From the industry standpoint, how would the decision affect the Five Forces Model and the attractiveness of the Industry?
The Pharma Industry Simplified 5 Forces Model.
The branded pharmaceutical Industry (Pharma) consists of firms that develop, patent and distribute drugs. Although there are no significant production economies in this Industry, there are important economies in research and development. Product differentiations exist as well because firms often sell branded products. Firms compete in research and development. However, once a product is developed and patented, competition is significantly reduced. Recently, the increased availability of generic, non-branded drugs has threatened the profitability of some drug lines. Once an effective drug is developed, there are usually few, if any, alternatives to that drug. Drugs are manufactured from commodity chemicals usually available from numerous suppliers. Major customers include doctors, insurance companies, patients, and pharmacies. Recently, the increased costs had led the federal government and insurance companies to pressure drug companies to reduce their prices. The Industry is in good and healthy shape, and the profits make it an attractive business sufficient to keep the interest of the members.
The threat of New Entrants: (weak force)
The pharmaceutical Industry had not seen many new entrants. Barriers to entry are significantly high, given the emphasis on cutting-edge research and development intensity. Costs are very high in this area. With significant barriers to entry in place, potential entrants have little incentive to invest since incumbent firms are earning a competitive advantage. The major barriers to entry include a) economies of scale; b) product differentiation; c) cost advantage independent of scale; and d) government regulation (new drug approval process).
Rivalry among Members: (moderate force)
Rivalry is the intensity of competition among firms’ direct competitors. In the Pharma industry, there are relatively few major drug companies, products are highly differentiated, and the industry growth is strong with plenty of capacity to supply the market.

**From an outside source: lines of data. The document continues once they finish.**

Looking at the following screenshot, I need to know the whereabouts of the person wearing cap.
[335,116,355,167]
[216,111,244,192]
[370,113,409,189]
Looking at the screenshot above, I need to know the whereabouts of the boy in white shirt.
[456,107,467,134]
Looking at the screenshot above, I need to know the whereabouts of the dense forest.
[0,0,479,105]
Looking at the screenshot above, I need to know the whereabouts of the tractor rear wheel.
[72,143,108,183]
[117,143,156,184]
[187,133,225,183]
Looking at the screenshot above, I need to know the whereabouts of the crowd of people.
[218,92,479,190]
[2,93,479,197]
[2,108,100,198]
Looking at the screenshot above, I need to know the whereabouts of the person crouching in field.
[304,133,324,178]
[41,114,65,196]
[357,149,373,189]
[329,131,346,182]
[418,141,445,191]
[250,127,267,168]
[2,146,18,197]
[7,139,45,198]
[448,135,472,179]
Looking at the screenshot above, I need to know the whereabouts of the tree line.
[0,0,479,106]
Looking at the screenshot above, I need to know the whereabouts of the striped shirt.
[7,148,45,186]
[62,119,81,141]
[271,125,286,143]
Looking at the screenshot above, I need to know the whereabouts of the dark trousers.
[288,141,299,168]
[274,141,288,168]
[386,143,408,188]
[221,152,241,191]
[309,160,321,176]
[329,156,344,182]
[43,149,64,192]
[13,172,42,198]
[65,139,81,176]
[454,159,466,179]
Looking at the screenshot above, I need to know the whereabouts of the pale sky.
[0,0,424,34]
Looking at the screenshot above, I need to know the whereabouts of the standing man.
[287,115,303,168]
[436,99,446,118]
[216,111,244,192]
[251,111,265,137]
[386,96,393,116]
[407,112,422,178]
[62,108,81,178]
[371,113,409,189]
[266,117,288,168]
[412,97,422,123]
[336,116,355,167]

The threat of Substitutes: (strong force)
Substitutes meet approximately the same customer needs but do so in different ways. Generic drugs are considered substitutes in the Pharma industry since they come with copycat products bypassing the development process. These substitutes place a ceiling on the prices firms can charge and on the profits that they can earn.
Bargaining Power of Suppliers. (weak force)

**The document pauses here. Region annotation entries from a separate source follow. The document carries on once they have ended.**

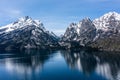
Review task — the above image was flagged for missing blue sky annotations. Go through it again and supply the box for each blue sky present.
[0,0,120,35]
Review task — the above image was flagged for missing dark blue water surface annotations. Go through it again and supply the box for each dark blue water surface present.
[0,50,120,80]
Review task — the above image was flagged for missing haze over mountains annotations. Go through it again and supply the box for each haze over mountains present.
[0,12,120,51]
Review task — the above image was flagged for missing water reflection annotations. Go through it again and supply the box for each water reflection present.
[0,50,54,80]
[0,50,120,80]
[61,50,120,80]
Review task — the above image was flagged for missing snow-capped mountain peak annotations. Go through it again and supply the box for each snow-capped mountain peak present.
[0,16,45,34]
[93,12,120,31]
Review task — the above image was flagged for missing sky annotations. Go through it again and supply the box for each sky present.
[0,0,120,35]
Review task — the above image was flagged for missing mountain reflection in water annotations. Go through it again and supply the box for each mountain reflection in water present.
[0,50,120,80]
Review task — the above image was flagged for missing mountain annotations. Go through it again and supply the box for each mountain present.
[90,12,120,51]
[0,16,58,50]
[61,12,120,51]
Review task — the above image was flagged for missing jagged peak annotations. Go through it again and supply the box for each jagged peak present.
[18,16,32,21]
[94,11,120,21]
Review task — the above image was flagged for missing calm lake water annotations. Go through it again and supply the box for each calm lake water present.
[0,50,120,80]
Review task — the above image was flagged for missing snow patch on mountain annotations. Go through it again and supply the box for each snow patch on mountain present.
[93,12,120,31]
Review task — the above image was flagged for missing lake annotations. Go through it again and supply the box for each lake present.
[0,50,120,80]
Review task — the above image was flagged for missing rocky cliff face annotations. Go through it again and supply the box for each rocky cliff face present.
[62,12,120,51]
[62,18,96,46]
[0,16,58,50]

Suppliers can threaten the performance of firms in the Industry by increasing the price of their supplies or by reducing the quality. Indicators of the threats of suppliers in the Industry include – the suppliers’ Industry is dominated by a small number of firms, and suppliers sell unique or highly differentiated products. In the case of the Pharma industry, members are not important customers for suppliers. The pharma industry is somewhat immune to these threats, given that the raw materials (chemicals) are commodities and available through many suppliers.

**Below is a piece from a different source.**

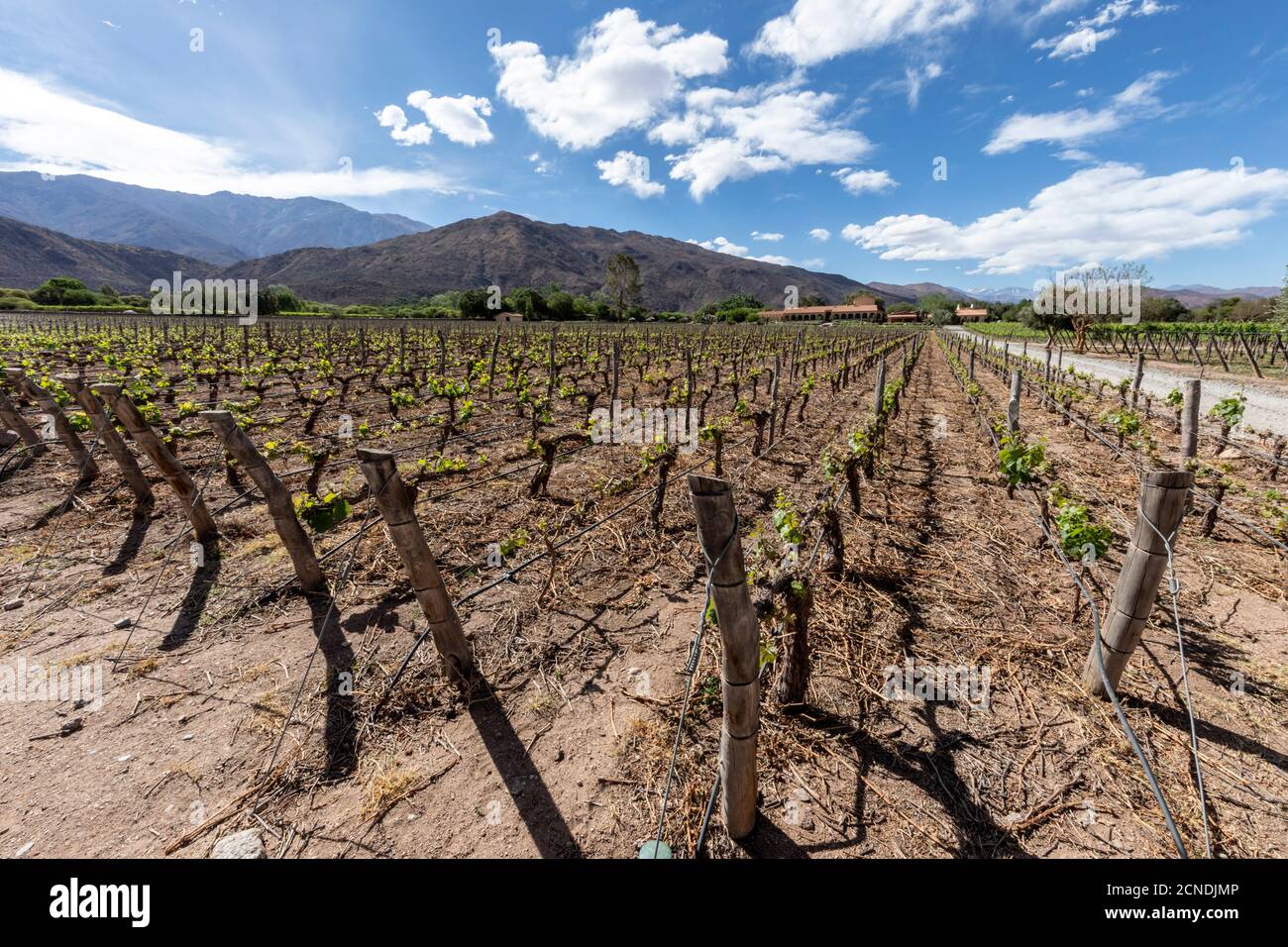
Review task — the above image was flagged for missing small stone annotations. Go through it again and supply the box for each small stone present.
[210,828,268,858]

Bargaining Power of Buyers: (weak force)
Indicators of increasing bargaining power of buyers in the Industry include – a small number of buyers, industry products are differentiated, and products are a significant percentage of a buyer’s final cost. In The Pharma industry, buyers such as the large high-volume retailers (Walmart, CVS, Costco, among others) can exert some pressure over members but are far away from being successful given the high differentiation that exists among the branded products.